I was 22 years old, starting my first job out of college and at lunch with my boss, John W. Rogers Jr., the founder and chief executive of Ariel Investments. I hung on John’s every word, filing away his every utterance.

And then he told me this: “Don’t make decisions based on money.”

Come again? This was peculiar advice for an investment manager to bestow — wasn’t every investment decision he made based on his research into which companies would thrive and make money?

On a personal level, his words contradicted my entire life’s mission to date. As one of six children born to a single mother, financial security was an elusive and fleeting dream that our family rarely held with a firm grasp. Attaining it was my sole purpose; it was what propelled me to work hard and pursue my dreams, and it was the reason I got out of bed each morning.

Eleven years my senior, John was successful and financially secure. He couldn’t possibly understand that money was the most critical deciding factor in life’s big decisions. Clearly, he was out of touch.

But I had completely missed his point. He wasn’t suggesting that I be careless about money or unrealistic about living within my means. His counsel was not about trivial matters like what shoes to buy. He also didn’t mean that money shouldn’t be a factor in my decisions.

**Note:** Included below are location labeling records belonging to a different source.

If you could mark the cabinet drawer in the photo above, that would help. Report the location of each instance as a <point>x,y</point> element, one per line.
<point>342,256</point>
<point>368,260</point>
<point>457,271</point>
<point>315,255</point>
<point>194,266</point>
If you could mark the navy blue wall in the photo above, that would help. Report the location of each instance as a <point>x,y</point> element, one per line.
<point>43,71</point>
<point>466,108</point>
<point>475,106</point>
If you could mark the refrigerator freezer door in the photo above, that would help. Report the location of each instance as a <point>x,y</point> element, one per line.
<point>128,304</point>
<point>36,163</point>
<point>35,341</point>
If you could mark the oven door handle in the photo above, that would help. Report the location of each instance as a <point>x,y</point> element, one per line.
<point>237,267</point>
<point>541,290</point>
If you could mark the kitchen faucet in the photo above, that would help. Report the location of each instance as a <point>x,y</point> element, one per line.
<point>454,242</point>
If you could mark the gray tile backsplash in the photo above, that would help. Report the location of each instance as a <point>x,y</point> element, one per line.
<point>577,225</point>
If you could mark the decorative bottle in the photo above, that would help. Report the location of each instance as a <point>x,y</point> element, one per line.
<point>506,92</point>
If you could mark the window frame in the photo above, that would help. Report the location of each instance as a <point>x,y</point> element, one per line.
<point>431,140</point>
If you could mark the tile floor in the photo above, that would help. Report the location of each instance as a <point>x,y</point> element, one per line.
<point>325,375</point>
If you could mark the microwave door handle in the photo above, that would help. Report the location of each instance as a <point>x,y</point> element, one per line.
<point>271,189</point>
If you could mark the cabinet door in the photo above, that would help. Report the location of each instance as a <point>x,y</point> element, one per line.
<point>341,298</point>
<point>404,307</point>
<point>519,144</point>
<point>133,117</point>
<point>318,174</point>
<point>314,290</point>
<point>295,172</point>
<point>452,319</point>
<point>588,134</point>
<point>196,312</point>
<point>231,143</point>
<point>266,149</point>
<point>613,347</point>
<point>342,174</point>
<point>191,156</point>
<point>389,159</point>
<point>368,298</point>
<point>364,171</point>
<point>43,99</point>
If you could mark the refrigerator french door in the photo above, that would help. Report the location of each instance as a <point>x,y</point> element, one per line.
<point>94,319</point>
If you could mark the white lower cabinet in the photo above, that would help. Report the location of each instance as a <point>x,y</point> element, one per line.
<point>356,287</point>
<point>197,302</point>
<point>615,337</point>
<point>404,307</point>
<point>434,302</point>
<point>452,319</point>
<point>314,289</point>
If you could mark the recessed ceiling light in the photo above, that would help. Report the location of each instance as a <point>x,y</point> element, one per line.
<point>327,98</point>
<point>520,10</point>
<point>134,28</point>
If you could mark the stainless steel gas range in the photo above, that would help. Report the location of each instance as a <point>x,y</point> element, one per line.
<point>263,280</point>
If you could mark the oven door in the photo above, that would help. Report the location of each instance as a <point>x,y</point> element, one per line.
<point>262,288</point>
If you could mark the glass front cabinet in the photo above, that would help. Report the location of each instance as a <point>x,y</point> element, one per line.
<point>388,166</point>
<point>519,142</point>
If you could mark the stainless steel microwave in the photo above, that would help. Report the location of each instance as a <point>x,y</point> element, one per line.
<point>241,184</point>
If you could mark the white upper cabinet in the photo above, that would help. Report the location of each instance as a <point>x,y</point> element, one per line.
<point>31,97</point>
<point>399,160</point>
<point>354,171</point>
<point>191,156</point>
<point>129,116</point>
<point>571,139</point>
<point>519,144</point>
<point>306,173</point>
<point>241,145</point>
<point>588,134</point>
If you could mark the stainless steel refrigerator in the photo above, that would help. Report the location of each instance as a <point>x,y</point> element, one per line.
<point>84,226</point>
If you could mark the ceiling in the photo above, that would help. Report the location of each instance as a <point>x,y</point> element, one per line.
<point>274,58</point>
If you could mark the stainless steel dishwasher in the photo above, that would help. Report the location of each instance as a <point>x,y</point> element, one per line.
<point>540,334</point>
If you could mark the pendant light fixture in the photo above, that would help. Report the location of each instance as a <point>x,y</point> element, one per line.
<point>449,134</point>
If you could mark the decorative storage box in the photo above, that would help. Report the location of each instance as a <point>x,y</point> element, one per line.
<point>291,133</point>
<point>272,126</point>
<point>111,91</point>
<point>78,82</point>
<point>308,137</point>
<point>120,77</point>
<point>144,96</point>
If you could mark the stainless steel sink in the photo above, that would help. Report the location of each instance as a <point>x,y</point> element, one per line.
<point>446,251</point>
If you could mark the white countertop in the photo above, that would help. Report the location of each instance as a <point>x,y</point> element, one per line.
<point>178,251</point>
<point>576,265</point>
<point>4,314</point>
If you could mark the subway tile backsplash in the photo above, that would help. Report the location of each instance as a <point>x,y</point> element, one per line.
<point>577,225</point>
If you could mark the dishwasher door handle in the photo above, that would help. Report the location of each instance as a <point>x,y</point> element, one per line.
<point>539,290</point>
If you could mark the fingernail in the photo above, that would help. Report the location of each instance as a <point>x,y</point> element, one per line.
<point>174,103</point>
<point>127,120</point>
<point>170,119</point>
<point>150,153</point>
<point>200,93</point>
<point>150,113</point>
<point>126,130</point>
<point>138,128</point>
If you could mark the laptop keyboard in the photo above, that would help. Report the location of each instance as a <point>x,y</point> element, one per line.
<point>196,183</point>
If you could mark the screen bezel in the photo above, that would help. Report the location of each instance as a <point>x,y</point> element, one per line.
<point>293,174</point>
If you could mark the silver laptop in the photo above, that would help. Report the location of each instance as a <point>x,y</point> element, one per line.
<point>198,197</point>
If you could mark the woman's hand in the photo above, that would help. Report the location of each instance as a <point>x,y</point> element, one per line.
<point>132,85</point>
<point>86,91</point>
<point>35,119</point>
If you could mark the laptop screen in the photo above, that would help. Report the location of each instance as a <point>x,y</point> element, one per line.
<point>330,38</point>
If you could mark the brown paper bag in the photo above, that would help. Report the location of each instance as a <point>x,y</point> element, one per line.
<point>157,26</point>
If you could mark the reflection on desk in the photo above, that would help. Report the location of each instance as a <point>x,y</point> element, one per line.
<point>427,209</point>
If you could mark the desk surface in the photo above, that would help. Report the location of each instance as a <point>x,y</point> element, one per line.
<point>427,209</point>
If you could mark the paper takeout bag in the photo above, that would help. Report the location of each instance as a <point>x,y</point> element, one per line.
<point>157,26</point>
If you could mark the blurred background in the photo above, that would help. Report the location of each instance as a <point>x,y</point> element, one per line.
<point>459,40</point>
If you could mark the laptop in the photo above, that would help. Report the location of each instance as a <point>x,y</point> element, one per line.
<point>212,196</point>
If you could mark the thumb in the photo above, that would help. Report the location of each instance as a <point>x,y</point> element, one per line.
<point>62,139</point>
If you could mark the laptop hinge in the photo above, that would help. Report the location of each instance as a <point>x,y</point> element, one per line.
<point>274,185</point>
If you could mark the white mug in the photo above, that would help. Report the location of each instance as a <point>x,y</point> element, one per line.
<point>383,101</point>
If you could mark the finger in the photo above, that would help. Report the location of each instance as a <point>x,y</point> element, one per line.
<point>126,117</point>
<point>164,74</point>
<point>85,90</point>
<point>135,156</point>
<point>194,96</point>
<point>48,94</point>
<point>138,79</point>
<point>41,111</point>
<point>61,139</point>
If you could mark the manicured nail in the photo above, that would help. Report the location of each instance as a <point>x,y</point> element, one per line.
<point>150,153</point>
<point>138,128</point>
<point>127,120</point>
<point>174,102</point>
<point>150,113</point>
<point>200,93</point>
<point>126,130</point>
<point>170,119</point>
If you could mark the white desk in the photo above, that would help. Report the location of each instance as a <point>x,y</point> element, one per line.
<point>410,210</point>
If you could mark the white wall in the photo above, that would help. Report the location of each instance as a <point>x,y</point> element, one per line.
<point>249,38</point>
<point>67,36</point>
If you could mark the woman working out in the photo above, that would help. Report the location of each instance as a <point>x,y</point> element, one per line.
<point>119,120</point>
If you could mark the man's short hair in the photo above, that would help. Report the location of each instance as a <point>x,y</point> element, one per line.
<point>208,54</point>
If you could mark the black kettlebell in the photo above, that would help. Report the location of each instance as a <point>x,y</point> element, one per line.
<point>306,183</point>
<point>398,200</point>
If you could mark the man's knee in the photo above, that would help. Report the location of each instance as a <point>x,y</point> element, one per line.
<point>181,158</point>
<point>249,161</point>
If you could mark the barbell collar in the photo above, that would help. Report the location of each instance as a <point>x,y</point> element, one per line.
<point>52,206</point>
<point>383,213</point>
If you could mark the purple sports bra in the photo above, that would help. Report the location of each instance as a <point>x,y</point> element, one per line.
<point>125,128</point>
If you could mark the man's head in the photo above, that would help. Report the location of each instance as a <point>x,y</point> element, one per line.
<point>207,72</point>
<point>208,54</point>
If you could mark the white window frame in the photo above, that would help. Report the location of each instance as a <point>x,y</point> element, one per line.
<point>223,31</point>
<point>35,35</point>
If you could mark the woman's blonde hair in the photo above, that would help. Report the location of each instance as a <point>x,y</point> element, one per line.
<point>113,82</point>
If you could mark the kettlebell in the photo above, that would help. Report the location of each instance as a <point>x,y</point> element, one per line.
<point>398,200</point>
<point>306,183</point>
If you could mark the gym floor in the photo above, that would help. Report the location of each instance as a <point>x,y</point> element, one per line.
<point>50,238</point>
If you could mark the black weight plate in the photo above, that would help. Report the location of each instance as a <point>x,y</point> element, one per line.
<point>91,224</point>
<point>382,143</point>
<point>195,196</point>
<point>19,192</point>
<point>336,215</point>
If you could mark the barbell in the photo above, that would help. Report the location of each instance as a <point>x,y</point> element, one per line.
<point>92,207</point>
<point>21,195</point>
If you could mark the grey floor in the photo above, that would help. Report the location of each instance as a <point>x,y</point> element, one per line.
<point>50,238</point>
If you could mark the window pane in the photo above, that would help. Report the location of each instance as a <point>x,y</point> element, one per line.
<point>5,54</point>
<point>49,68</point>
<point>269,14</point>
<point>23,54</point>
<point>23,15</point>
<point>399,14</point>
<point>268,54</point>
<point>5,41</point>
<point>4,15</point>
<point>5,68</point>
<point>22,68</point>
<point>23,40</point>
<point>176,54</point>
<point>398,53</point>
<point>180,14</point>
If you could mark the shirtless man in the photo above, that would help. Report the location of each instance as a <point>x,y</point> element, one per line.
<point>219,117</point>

What he meant is that it shouldn’t be the only factor in my choices.

From my older and wiser perspective, the warning is so legitimate that it is deceptively simplistic. Yet, I see people making major life decisions for the wrong reason nearly every day. So I question the young person who wants to take the job that pays more over the one that inspires her, the graduate who pursues the field he thinks will be more lucrative instead of the one in which he will thrive, the bride or groom who marries the financially secure mate over the one who offers true compatibility, partnership and love. They ought to anchor personal life choices with long-term consequences in something more meaningful than money.

My younger self might judge me now and say, “Sure, it’s easy to say money doesn’t matter when you have plenty of it.” But John’s words echoed in my head when I was just 30. A Fortune 500 company offered me a higher-paying, more prestigious position, but it would have meant abandoning a job I not only loved, but that also provided a platform for me to promote financial literacy, which had become my life’s calling. Weighing the relative importance of money instead of making it my singular consideration, I chose to stay at Ariel and have never regretted it.

Today, I consider the advice in my business decisions too: When making a new hire, I want the best person for the job, not the most economical one. Money is without a doubt a practical element that we should carefully measure in our decisions —we need to be pragmatic about paying the bills — but it should never be the solitary driving force behind them.

Money matters, but the question should always be: At what cost?